隠れ御曹司の溺愛に身も心も包まれて
* * *
朝まで残業したりネットカフェに泊まってなんとか食いつないできたけれど、給料日まであと一週間。
ついに私のお財布の中は残り十二円になってしまった。
もうこれ以上どうすることもできない。このままでは本当に倒れてしまう。
行政機関にお世話になろうとも思ったが、助けたいと言ってくれている人がいるので、まずはそこを頼るのが筋である気がした。
私は恥を忍んで岩本君のスマホに電話をかけたのだ。
『もしもし』
「岩本君……お腹が空いて死にそう。助けてもらえませんか?」
『もちろんです』
会社の近くの公園で座り込んでいるとすぐに彼は迎えに来てくれた。まるでスーパーマンみたいに登場するのが早かった。
ミルクティーと肉まんを手に持っている。
「まずはこれを食べてください」
私は恥ずかしいけれど空腹には勝てずにそれを頬張った。美味しくて涙が出そうになる。
「美味しい」
「よかったです。でも、どうしてここまで無理をするんですか?」
「まさか頼るわけにいかない。岩本君は後輩だし」
「そんなの関係ないです。困った時には近くの人に頼ることも大切ですよ。我慢しすぎで見ているほうが辛かったです。早くヘルプを出してほしかったなと」
プライドが邪魔をして頼ることができなかったけれど、岩本君は正しいことを言っている気がして私は素直に頷いた。

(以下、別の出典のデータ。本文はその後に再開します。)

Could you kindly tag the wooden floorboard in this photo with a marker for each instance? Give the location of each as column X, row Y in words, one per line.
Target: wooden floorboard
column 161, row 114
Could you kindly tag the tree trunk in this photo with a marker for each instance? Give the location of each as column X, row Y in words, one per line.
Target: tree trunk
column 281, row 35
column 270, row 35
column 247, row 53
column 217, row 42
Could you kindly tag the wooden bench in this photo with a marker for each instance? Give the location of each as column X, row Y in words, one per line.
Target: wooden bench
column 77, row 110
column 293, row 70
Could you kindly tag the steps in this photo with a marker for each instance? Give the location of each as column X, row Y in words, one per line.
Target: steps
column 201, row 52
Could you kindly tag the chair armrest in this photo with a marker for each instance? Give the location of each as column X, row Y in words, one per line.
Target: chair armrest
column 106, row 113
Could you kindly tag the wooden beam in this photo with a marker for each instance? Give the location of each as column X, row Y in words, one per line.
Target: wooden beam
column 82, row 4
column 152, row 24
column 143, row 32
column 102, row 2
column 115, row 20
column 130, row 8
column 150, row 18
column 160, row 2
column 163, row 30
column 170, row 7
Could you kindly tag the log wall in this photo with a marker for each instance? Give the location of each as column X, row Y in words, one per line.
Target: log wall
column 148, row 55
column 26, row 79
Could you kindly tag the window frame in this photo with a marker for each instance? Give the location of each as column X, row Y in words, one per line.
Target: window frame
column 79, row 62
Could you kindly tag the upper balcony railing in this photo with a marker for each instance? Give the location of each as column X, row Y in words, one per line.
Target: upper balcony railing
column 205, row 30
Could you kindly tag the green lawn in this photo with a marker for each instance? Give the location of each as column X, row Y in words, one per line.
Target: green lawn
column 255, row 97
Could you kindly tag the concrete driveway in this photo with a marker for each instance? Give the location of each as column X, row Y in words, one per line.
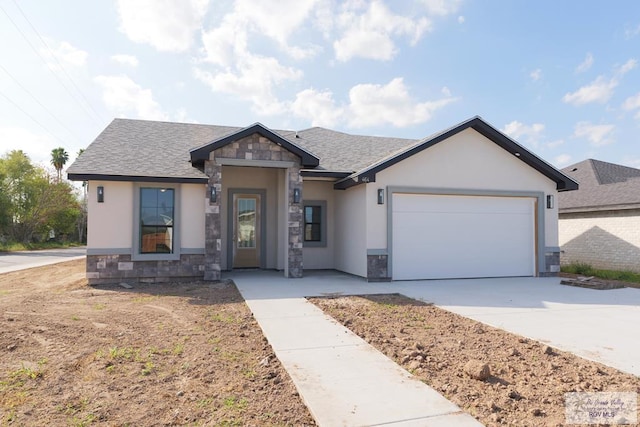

修一郎と付き合うようになってからは、自分を押し殺して彼のことを優先させることに重きを置いていたかもしれない。
「もっと自分を見てとアピールしてみてもいいと思いますよ。LOOK AT MEですね。パッケージたちのように」
予想もしていなかった言葉を言われたので私の胸の中にグッと刺さった。
思い返してみれば修一郎との交際時も自分の気持ちをちゃんと伝えてこなかったのだ。私という存在を消してしまっていたのかもしれない。
「真歩さんのイメージカラーは白です」
修一郎と同じことを言われて身構えてしまう。
「でも、僕は知っているんですよ。心の中や頭の中は色であふれているって」
私の中に隠れている素の部分を見透かされたような気がした。
「万人の前でとは言いません。僕の前では素直にいろいろな色を見せてください」
心が弱っていて。仕事も大変で。お金もなくて。
こんな状況の時に優しくされたら落ちてしまいそうだ。
でも岩本君は年下だし十月にはアメリカに行ってしまう。だから彼に恋はしたくない。
今は生命維持をするために、彼の家にお邪魔させてもらうしかない。
「住む場所が確保できるまでの間、お世話になってもいいですか?」
「もちろんです」
岩本君は手を差し伸ばしてくれたので、私はその手を握ることにしたのだ。